A: Any GI Office, Endoscopy Unit, ASC, or hospital that includes practitioners who are members of ACG, ASGE, or both societies.

Q: How would a center participate?

A: Facilities can register and submit payment electronically or by completing the registration form and submitting with payment via mail or fax. Credit cards and checks will be accepted. A participating site agreement will also be required in order to register.

Q: What is the fee schedule?

A: Facilities will be charged an annual site license fee per the number of physicians at the site:

  • 1-5 physicians = $4,000
  • 6-10 physicians= $5,400
  • 11-15 physicians= $9,400
  • 16-20 physicians= $10,800

Greater than 20 physicians at your facility? Please contact us.

Q: Is an endowriter required to participate?

A: No. Facilities not using an electronic report writer will be able to submit data via an electronic data collection form. All that is necessary is a computer with Internet access.

Q: If we use an endowriter will their software be compatible with the registry?

A: Facilities will be able to submit data using an electronic report writer. The following endowriters participated in the pilot project.

  • Olympus
  • ProVation (version 5.0)
  • CORI
  • gMed
  • EndoSoft
  • MD-Reports
  • eMerge Health Solutions

Contact your electronic report writer representative and let them know you wish to participate with the GIQuIC database. The representative should then be able to show you how your endoscopy report writer can capture the data necessary for transmission to the national database. Please note additional fees may apply from your endowriter depending on integration requirements.

If you use an electronic report writer not listed above, Please contact us.

Q: What type of training will be offered prior to our participation?

A: Training will be provided to facilities prior to the roll-out. A data manager for each facility will be the point person responsible for uploading the data to the registry. An online training tutorial will be provided which can be completed at the data manager’s convenience. There will also be help desk support for all participating sites.

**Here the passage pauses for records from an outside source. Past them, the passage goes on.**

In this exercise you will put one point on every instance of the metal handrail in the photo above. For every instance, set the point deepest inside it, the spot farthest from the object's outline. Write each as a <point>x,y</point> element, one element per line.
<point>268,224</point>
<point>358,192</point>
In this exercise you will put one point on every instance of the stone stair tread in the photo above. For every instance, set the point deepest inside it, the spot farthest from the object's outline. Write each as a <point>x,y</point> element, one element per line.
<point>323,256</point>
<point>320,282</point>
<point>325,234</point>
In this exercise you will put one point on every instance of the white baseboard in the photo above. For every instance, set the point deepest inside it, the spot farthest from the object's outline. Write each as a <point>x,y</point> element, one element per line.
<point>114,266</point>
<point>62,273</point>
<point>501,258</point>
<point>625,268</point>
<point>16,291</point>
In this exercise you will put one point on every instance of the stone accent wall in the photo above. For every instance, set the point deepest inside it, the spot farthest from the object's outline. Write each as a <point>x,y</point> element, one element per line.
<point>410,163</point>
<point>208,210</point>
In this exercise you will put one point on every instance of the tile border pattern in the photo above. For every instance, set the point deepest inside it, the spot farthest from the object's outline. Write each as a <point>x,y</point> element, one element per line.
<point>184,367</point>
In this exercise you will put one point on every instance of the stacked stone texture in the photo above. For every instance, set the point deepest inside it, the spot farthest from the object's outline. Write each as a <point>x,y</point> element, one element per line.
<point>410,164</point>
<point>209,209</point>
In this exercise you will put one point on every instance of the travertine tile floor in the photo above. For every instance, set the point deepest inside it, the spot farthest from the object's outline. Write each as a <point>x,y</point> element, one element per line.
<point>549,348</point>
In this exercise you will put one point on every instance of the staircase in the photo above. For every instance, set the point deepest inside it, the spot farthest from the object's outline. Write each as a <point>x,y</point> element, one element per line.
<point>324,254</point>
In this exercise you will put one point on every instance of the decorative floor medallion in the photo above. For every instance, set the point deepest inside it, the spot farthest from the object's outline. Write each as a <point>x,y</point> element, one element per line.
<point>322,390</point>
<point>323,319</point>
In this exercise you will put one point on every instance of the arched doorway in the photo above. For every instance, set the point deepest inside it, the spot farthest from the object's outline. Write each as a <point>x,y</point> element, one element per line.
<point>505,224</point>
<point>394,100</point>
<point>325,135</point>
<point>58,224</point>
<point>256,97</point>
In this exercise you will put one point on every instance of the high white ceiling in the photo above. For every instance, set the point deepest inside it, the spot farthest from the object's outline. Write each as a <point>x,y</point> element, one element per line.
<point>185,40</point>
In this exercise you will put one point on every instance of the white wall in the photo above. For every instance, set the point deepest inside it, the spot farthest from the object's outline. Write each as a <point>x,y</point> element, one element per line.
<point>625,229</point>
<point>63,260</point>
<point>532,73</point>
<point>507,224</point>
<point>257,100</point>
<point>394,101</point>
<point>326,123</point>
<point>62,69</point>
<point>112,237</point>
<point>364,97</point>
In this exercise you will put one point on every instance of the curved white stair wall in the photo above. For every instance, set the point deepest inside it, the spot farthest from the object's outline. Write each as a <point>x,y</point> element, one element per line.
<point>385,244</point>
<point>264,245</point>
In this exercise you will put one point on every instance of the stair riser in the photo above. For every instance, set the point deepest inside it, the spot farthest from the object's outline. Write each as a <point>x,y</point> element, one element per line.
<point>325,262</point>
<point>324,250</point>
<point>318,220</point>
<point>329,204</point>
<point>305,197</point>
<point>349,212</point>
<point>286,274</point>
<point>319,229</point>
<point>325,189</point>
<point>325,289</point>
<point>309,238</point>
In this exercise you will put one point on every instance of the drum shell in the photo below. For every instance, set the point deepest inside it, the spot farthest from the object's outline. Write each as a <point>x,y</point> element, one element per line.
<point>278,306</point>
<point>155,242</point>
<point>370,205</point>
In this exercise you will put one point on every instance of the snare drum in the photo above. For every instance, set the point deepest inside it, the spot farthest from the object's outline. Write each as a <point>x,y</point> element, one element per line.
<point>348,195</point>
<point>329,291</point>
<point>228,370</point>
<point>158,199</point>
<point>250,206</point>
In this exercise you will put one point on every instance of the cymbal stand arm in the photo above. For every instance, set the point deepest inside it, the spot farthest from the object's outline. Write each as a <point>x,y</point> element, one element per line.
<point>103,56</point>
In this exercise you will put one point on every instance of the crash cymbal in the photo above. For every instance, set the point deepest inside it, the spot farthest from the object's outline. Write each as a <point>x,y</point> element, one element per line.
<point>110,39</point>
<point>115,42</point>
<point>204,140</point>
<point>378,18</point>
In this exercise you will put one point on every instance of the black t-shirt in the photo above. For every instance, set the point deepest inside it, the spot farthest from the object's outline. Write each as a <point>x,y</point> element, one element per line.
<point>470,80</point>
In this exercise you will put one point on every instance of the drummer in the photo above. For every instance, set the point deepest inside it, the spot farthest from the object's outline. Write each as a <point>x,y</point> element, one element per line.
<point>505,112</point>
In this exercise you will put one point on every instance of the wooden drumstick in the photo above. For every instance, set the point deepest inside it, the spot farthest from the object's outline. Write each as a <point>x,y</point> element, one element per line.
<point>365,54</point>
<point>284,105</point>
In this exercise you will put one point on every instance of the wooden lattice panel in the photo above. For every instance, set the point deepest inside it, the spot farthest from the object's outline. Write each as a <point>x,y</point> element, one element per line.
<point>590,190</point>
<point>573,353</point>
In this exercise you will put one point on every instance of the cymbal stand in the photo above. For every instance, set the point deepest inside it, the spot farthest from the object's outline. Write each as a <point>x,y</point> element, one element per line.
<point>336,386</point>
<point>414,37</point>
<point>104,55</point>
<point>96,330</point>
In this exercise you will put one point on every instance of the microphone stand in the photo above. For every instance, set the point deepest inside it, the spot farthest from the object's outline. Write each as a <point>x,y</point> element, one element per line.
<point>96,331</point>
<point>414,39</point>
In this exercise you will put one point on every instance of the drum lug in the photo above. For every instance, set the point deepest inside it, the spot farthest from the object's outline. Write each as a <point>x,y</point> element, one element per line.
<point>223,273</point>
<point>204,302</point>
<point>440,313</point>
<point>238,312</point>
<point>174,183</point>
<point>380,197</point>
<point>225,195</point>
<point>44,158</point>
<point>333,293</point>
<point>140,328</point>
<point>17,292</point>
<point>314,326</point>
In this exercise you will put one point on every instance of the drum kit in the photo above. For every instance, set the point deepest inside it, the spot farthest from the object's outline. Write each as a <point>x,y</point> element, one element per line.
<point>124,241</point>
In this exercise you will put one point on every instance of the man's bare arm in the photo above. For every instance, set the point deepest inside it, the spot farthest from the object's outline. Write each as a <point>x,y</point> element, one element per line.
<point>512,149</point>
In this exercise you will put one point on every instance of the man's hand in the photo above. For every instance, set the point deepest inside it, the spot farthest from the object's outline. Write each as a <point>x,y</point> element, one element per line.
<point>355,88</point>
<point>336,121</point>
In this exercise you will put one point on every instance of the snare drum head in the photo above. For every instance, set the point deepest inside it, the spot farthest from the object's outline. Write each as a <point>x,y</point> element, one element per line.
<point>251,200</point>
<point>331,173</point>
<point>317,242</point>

Q: What is the role of the data manager at the site who will be responsible for uploading the information into the registry?

A: This Data Manager Workflow document provides an overview of their role.

Q: What kind of benchmark reports will participants have access to?

A: Participants will be able to obtain reports on demand that enable participants to compare their performance to other groups, facilities, geographic regions, etc. benchmarked against a variety of standards. Report templates will be available for use and specialized reports can be created at will by participants.

Q: How can I publicize our practice involvement with GIQuIC and overall commitment to quality in patient care?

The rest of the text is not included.